Geoffrey Cox—our plummy voiced Attorney General has described the now non-prorogued parliament as ‘dead.’ In other words, he finds himself beyond the grave, but in it. Perhaps he seeks to be disinterred. There are many times when being in parliament felt like death, which is to say when a government with a large majority gets on with relatively non-controversial legislation everybody just gets their head down, looking for career opportunities or perhaps finds time to pursue personal policy goals.
Then you have something like going to war cropping up. Then parliament comes alive, with packed chambers and heated debate-within limits of course. The anti-Iraq war opposition, given Tory support for the government was doomed to failure from day one. The debate was had with a foregone conclusion. Did that make parliament dead? Given what had happened on the streets outside the Palace of Westminster, the answer must be yes, parliament has its debates but the course of events as prescribed by the executive continues unabated.

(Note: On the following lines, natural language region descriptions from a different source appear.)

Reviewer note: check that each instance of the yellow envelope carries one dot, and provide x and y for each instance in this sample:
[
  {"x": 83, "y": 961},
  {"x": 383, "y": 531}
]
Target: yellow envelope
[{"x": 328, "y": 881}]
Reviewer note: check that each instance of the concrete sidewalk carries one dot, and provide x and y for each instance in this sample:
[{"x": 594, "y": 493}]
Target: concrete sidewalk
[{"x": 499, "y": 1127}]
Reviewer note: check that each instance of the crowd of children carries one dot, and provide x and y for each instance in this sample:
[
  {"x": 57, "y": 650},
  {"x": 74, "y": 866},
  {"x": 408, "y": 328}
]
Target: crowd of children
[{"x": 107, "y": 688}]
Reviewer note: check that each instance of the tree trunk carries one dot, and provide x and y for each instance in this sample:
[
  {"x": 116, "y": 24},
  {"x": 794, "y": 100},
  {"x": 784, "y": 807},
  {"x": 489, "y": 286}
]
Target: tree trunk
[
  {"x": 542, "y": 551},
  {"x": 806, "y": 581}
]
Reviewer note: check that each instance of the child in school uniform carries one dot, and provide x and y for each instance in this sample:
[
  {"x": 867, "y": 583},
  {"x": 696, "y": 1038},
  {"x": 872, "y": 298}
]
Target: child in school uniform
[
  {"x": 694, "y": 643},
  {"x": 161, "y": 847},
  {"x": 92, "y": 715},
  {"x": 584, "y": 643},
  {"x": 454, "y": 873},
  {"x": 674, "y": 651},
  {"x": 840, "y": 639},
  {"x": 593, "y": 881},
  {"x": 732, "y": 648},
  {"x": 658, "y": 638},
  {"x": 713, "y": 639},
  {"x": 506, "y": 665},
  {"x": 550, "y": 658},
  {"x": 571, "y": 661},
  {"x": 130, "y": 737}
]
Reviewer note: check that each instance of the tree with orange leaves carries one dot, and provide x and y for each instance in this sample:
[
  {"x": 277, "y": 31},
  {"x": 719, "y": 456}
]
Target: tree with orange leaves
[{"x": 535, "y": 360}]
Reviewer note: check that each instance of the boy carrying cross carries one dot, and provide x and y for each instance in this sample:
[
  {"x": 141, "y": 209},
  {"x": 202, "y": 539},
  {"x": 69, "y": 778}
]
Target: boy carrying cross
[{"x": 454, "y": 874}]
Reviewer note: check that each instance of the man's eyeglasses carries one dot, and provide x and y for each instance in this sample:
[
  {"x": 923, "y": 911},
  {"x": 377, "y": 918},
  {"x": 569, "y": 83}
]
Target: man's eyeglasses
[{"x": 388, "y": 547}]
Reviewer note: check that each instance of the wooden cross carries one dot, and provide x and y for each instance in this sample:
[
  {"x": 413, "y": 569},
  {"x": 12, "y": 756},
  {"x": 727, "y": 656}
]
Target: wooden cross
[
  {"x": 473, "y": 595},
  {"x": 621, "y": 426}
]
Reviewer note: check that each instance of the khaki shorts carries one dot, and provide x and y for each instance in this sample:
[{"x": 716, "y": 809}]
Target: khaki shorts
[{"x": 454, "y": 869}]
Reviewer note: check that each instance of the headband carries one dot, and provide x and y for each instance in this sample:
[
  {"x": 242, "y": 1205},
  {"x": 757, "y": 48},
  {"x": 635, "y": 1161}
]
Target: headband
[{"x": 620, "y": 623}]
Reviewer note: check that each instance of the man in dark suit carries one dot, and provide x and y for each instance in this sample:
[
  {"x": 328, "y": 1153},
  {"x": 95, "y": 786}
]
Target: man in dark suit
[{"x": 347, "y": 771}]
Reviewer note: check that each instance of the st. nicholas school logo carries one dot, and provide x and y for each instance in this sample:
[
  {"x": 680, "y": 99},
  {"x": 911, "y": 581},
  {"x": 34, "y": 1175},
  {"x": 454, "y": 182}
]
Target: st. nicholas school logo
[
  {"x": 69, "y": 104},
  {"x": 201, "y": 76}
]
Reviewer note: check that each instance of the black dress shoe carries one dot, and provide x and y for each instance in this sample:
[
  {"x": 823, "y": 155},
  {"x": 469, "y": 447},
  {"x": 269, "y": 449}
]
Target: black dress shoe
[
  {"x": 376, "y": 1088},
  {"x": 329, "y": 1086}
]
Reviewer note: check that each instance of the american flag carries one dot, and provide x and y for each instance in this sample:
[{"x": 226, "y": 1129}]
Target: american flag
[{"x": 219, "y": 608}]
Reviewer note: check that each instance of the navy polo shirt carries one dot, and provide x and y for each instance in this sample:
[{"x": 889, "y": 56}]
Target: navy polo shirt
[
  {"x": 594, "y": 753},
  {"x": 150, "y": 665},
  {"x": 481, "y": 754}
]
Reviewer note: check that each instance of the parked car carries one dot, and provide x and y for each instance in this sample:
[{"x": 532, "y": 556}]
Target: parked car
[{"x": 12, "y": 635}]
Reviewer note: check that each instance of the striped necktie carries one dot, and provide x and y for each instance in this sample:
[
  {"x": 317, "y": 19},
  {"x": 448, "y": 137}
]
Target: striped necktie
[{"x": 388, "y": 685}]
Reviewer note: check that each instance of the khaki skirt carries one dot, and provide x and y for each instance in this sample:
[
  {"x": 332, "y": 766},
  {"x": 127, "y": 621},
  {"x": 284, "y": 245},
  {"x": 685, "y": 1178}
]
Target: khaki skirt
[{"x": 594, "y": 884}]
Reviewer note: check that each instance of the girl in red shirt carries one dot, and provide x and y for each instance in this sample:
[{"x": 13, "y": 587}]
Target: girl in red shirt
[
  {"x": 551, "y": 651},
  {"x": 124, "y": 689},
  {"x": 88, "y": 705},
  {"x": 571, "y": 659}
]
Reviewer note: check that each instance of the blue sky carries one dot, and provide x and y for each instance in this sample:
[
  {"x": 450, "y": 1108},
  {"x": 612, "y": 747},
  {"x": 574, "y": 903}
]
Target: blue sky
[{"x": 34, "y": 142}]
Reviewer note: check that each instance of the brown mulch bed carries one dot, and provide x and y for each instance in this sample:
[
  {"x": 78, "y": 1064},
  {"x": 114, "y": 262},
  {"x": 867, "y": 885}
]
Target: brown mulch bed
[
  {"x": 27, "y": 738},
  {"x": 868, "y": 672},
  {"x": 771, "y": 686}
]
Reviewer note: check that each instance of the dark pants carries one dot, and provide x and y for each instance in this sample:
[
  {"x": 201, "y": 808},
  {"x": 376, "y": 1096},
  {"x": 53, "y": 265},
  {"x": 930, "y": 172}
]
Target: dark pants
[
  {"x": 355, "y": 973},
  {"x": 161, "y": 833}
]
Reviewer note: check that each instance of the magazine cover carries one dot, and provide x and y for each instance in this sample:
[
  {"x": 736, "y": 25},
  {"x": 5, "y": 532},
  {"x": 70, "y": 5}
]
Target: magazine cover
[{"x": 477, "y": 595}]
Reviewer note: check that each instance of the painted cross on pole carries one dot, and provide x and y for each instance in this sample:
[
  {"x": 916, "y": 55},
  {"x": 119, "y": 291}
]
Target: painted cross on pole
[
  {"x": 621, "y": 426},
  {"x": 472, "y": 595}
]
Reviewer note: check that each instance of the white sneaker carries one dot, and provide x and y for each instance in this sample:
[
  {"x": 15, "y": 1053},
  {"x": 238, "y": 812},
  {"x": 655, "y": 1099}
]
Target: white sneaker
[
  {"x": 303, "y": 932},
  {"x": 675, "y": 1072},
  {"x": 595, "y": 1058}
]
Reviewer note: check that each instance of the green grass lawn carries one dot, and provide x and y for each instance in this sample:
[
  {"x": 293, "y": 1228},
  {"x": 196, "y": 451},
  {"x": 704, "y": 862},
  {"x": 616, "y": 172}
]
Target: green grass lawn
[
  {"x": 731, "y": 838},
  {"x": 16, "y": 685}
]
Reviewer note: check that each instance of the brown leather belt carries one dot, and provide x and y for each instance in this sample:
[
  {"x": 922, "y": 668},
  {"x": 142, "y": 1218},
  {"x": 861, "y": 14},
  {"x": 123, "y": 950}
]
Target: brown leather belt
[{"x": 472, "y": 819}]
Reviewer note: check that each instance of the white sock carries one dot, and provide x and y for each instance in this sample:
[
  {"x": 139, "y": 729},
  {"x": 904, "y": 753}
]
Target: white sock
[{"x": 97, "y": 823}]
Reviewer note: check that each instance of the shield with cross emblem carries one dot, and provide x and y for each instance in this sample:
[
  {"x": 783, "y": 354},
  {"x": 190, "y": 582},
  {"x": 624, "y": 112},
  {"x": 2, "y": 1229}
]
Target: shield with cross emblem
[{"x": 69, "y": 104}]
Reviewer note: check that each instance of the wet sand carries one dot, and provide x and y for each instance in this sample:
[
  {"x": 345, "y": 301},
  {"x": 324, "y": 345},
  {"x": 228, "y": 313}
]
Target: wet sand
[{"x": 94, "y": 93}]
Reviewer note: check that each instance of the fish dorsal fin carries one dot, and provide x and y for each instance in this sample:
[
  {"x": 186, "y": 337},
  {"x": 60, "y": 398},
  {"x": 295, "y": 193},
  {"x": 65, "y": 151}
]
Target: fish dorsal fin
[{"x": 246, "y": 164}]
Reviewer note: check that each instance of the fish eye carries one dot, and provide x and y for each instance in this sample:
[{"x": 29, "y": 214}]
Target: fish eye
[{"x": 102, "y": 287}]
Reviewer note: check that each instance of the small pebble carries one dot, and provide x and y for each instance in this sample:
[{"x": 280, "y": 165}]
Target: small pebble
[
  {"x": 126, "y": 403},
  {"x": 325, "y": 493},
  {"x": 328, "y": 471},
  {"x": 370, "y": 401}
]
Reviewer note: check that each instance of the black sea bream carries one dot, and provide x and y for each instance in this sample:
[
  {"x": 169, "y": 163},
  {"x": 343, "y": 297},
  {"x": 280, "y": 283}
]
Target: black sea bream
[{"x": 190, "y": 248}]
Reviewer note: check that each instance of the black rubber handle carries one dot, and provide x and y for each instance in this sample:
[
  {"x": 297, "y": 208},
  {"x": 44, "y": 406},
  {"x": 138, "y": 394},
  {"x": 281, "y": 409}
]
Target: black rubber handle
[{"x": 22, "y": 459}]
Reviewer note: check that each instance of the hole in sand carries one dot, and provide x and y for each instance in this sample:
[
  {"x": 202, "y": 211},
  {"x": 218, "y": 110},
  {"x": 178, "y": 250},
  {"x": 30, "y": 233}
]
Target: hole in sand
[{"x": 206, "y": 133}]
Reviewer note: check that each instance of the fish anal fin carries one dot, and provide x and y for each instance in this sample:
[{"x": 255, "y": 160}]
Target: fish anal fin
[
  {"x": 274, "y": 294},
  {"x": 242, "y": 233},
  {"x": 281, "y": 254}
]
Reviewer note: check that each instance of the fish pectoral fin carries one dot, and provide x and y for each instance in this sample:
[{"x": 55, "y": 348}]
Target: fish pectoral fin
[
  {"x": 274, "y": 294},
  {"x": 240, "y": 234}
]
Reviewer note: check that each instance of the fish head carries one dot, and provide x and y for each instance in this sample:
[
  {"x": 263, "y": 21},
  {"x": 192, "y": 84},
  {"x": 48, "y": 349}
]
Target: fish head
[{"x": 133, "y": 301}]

Now we seem to be in a different situation, which is the exact opposite. Cox, aware of a shift in power wants parliament to be dead. He doesn’t seem to understand that at its best parliament cannot be ruled, it has a need, a duty to be unruly. That’s the job it should perform. I can only hope that this whole period of the useless f*****g Brexit crisis invigorates our institutions of governance. They bloody need it. And the population at large hopefully may get a better grip on what democracy entails, rather than having simplistic notions of democracy as a tick box exercise in binary options.